Dans un contexte de lutte pour ou contre l’hégémonie (voir le texte “Militantisme” et “Sur la vie Culturelle”), ces outils sont des armes dans une guerre de positionnement. Ils sont utilisés pour influencer les masses, pour les contrôler, pour les manipuler. Ils sont utilisés pour renforcer l’hégémonie de la culture dominante, pour maintenir le statu quo, et pour écraser toute révolte ou contestation comme l’a théorisé Antonio Gramsci. Dans quel guerre défend-t-on les armes qui permettent à l’ennemi de nous écraser ? L’arme nucléaire ne serait jamais défendable même si, par ailleurs, l’énergie atomique serait “propre” et “renouvelable”. Pourtant, les outils médiatiques sont défendus par de nombreux mouvements, y compris ceux qui se disent révolutionnaires. Ils sont défendus comme des outils de vulgarisation, d’éducation populaire, de sensibilisation, ou de mobilisation des réalités qui suffirait à compenser leur utilisation principale: le maintien de l’hégémonie de la part de nos ennemis.
Conclusion
Au-delà de la technologie sous-jacente, comme expliqué dans le texte “Anti-technologie”, ainsi que de la pauvreté et de l’uniformisation culturelle, comme expliqué dans le texte sur la vie culturelle, ces outils sont dangereux de par leur efficacité. Au final, ces outils s’inscrivent dans l’héritage de l’écriture qui, à ce jour, a été source de contrôle bien plus que d’émancipation. Ces outils sont utilisés comme moyens de propagande, de manipulation, de désinformation et d’uniformisation. De façon plus générale, ce sont des outils qui servent à contrôler.
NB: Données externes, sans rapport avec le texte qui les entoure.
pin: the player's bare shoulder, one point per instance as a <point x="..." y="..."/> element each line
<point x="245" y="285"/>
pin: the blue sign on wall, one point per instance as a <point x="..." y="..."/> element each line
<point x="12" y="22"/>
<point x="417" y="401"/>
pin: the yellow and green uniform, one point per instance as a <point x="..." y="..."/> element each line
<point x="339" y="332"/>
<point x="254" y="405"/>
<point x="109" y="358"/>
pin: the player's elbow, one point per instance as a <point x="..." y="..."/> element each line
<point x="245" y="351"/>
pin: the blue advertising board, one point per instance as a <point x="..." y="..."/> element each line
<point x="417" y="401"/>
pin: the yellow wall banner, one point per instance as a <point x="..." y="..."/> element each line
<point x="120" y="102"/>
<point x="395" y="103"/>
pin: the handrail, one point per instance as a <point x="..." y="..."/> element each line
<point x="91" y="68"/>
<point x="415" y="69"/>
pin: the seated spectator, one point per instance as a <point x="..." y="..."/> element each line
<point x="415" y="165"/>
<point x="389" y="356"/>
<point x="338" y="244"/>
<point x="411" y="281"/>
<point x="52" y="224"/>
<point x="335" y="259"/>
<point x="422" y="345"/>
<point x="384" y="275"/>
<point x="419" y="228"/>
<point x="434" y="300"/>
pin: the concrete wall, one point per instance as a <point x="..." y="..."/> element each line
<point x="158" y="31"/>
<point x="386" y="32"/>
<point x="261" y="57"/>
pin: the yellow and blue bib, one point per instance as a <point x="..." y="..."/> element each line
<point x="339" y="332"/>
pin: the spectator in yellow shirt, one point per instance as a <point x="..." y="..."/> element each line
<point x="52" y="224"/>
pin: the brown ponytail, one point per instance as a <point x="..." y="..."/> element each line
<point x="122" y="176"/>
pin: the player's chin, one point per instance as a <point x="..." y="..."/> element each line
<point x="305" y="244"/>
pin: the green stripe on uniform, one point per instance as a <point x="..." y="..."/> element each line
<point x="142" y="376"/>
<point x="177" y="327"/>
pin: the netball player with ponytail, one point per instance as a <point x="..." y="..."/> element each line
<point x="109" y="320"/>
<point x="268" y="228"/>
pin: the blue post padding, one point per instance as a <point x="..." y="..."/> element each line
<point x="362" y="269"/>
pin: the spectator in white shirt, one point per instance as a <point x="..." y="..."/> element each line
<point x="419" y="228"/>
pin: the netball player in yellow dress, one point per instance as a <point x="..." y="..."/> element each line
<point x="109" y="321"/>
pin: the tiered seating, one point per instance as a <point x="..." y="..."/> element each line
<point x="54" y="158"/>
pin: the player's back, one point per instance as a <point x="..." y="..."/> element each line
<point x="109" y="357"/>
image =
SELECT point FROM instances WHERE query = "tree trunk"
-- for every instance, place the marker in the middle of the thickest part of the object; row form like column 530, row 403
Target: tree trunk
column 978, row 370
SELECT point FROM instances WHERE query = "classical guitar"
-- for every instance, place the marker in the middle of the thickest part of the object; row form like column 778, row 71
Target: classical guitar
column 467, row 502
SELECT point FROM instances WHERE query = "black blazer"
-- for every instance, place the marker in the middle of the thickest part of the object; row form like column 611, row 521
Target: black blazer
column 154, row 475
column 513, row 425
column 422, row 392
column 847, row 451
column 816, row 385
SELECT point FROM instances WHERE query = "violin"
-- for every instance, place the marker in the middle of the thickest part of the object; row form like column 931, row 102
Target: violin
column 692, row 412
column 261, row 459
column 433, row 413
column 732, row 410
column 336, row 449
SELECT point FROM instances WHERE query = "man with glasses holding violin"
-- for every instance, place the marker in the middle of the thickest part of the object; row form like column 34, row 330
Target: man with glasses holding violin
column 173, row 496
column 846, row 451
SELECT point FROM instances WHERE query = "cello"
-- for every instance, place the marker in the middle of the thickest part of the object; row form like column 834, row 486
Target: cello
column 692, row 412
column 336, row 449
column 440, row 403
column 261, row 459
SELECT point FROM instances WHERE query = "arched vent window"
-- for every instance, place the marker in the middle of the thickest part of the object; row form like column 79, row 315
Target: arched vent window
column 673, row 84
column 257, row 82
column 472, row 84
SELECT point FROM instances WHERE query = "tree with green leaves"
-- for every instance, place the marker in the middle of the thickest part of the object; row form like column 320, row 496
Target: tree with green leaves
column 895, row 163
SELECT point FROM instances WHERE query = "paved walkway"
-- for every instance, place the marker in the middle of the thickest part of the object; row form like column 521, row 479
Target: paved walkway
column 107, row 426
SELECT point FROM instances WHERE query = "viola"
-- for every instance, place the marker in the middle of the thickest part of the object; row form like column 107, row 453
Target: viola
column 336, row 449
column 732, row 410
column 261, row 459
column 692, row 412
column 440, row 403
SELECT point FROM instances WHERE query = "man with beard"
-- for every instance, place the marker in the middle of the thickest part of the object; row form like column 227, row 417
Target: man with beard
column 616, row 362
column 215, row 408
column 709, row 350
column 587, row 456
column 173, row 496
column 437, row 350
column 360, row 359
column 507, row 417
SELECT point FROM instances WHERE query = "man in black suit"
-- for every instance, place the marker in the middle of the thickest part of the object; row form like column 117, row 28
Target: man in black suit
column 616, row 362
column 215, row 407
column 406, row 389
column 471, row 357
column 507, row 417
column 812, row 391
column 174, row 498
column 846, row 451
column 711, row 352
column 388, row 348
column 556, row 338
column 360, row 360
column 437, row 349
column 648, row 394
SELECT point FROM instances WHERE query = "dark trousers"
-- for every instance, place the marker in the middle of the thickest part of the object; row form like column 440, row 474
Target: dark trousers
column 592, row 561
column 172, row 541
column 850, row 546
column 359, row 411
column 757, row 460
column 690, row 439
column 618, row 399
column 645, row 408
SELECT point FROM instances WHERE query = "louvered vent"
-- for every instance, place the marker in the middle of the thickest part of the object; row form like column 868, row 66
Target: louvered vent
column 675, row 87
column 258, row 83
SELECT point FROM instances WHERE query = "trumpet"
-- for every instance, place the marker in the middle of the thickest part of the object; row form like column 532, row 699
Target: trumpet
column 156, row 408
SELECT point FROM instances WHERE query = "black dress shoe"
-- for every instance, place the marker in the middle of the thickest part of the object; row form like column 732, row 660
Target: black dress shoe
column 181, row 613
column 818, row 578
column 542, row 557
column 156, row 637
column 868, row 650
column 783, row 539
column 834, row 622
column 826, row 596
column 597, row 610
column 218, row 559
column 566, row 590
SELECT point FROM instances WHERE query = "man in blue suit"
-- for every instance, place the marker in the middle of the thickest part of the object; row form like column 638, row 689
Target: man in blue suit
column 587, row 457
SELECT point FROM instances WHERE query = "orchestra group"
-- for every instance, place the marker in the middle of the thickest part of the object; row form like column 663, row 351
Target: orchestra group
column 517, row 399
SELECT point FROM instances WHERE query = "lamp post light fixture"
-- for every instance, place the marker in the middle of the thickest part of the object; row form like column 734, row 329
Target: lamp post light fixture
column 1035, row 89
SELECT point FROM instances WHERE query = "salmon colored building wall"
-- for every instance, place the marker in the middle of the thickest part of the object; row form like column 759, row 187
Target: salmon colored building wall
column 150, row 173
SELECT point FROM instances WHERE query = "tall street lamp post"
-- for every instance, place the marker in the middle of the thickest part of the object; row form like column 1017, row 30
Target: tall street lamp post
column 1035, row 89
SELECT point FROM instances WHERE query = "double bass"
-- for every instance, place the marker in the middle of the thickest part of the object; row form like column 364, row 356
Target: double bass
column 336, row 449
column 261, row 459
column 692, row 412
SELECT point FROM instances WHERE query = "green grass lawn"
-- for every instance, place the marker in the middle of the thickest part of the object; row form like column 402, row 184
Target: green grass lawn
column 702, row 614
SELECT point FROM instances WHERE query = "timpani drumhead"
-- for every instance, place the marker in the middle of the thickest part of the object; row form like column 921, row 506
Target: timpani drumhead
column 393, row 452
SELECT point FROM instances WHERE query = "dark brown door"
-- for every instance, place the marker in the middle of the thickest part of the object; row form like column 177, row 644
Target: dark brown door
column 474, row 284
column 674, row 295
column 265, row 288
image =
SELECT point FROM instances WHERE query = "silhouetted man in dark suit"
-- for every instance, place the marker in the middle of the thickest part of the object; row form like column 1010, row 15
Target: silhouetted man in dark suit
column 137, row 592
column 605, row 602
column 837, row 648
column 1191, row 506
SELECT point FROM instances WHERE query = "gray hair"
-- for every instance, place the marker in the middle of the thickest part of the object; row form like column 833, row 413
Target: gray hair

Il faut se rendre à l’évidence que les personnes ayant trouvé émancipation, déclic ou libération grâce à ces outils sont rares, privilégiées, ou bien plus probablement manipulées. Effectivement, il n’y a pas plus grande victoire orwellienne que de faire croire à ses sujets que l’outil qui les maintient asservis est émancipatoire.